Nel mio profondo vive un tormento che mi agita, mi richiama a cercare, capire l’essenza della verità che abita nell’ invisibile della natura, dell’anima. Il dolore che ciascuno di noi si porta nel profondo della propria anima è un compagno di vita che non ci abbandona mai. Non si può superare, ma solo accettare, come una cicatrice che resta visibile e che diventa parte di te. Come convivere con lui? Iniziando un dialogo costante, che ci aiuti a comprendere chi siamo, cosa desideriamo, e quale sia la strada più giusta da percorrere. Forse non lo capiremo subito, e continueremo a chiederci il perché di tanta sofferenza, ma le risposte non saranno immediate. Se smettiamo di parlargli continueremo a vagare nell’oscurità senza una meta precisa, lui, comunque, continuerà a parlare con noi; possiamo ascoltarlo, senza fare nulla e questa è la situazione di chi continua a girare intorno al perché, altrimenti possiamo dire la nostra e camminare verso una luce che, seppur non ci darà serenità, almeno ci redimerà dalla nostra inesistenza. La redenzione, in questo caso, è il passaggio da una situazione di oscurità, dove non vediamo chi siamo, ad un’altra nella quale ci coloriamo della nostra vita, della nostra realtà. È quella situazione di perdono verso noi stessi, che dobbiamo incontrare ed indossare come un nuovo vestito. Perdonare, perdonarci ci aiuta anche a sperare che, dopo il grande viaggio immersi nella sofferenza, troveremo quel luogo dove ci uniremo a noi stessi, fino ai più profondi abissi della nostra anima. Più ci avvicineremo e più vedremo luce, ma dobbiamo anche avere la consapevolezza che il nostro percorso non si esaurirà in questa vita, perché il tempo limita la nostra eternità.

Il linguaggio poetico che utilizzi è molto denso e oscuro. Come riesci a trovare equilibrio tra espressione lirica e il desiderio di trasmettere un messaggio profondo al lettore?

In realtà non ricerco un equilibrio, ma mi affido semplicemente alla forza evocativa delle parole ed alla musicalità delle immagini che insieme, creano realtà rappresentative di visioni. Esse hanno il potere (spero) di suscitare nel lettore dei moti che aprano le porte delle rispettive anime. Dovremmo chiederci chi siamo realmente e non accontentarci di ciò che pensiamo di essere, senza averlo messo alla prova, fissandolo ad una verità che non ci appartiene solo perché pensiamo di aver raggiunto l’equilibrio.
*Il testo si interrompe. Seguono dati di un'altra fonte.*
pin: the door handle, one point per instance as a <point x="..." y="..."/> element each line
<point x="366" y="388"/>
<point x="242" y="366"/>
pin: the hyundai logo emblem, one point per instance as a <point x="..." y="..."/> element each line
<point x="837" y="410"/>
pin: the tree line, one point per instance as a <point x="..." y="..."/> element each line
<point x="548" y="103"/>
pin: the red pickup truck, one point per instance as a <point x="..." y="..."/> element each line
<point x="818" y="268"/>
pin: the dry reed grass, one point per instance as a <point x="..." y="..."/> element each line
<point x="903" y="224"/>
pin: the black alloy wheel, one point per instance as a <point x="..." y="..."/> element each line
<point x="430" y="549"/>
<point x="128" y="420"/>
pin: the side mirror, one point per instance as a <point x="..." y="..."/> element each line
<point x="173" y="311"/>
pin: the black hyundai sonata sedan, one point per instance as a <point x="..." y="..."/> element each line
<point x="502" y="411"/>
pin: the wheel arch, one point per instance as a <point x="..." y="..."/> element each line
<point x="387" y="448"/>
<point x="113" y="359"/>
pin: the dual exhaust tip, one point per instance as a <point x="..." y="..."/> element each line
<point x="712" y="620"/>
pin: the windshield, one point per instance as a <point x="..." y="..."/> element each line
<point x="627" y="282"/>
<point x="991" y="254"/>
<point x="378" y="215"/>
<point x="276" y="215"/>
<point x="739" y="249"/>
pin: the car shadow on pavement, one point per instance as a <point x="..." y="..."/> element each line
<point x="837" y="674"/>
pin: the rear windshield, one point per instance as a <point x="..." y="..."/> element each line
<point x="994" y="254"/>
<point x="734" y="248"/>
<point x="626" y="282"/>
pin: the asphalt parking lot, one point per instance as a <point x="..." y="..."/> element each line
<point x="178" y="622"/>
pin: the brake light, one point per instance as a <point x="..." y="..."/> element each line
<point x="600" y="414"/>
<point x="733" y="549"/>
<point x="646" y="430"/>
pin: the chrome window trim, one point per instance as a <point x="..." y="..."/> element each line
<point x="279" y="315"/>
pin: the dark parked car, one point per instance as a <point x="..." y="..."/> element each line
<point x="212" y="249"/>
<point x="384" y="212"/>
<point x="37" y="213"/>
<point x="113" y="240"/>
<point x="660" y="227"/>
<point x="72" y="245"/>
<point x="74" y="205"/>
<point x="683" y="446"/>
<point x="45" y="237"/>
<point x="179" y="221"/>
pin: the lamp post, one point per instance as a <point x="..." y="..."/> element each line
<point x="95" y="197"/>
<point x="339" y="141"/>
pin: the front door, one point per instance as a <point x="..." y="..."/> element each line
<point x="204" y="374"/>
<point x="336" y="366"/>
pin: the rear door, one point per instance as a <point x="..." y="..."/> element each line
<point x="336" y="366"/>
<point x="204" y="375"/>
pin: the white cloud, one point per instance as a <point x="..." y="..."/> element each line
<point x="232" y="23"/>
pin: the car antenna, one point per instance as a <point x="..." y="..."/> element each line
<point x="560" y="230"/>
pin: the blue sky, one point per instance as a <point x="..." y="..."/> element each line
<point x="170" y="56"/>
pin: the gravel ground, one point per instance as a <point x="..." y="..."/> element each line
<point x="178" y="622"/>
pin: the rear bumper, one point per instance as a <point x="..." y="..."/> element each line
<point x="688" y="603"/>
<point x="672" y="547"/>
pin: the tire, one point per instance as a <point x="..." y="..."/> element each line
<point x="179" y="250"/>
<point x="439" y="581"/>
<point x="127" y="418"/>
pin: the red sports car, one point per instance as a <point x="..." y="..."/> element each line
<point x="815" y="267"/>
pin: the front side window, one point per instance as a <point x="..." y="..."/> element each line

Dobbiamo vedere, sentire e far vivere le nostre emozioni…tutto il nostro essere deve vibrare creando la grande musica della nostra esistenza, senza avere paura di soffrire; dobbiamo essere noi e nessun altro a decidere chi vogliamo essere. Dobbiamo avere la forza ed il coraggio di compiere la scelta di camminare seguendo il canto della nostra anima che ci accompagnerà per tutta la vita.

“Frammenti di un’anima” ci porta in una dimensione oltre il visibile, dove la realtà sembra un inganno. Qual è il tuo invito per chi si avventura nella lettura delle tue poesie? 

Ciò che appare non sempre è reale, anzi, spesso rappresenta un annullamento della nostra realtà per chissà quale volere altrui. Ribadisco che siamo liberi di scegliere chi vogliamo essere e se dobbiamo accondiscendere a qualche compromesso, lo facciamo perché dobbiamo avere anche la consapevolezza che facciamo parte di qualcosa di più grande di noi e che la nostra vita, in questo, assume un ruolo importante, ma noi come realtà e non come virtualizzazione dell’irreale. Siamo pronti, abbiamo la forza di resistere alle tentazioni della morte per trovare la nostra salvezza nella vita oppure decidiamo di apparire vivi per portare avanti un esistenza di morte?

Con “Frammenti di un’anima,” Salvatore Assennato ci lascia un prezioso lascito poetico, un invito ad abbracciare i lati più oscuri e autentici di noi stessi. Le sue poesie, cariche di simbolismo e introspezione, offrono una visione dell’esistenza che sfida e arricchisce. È un’opera che non si limita a essere letta, ma invita a essere vissuta, nella ricerca continua di verità e identità, nel buio e nella luce dell’anima.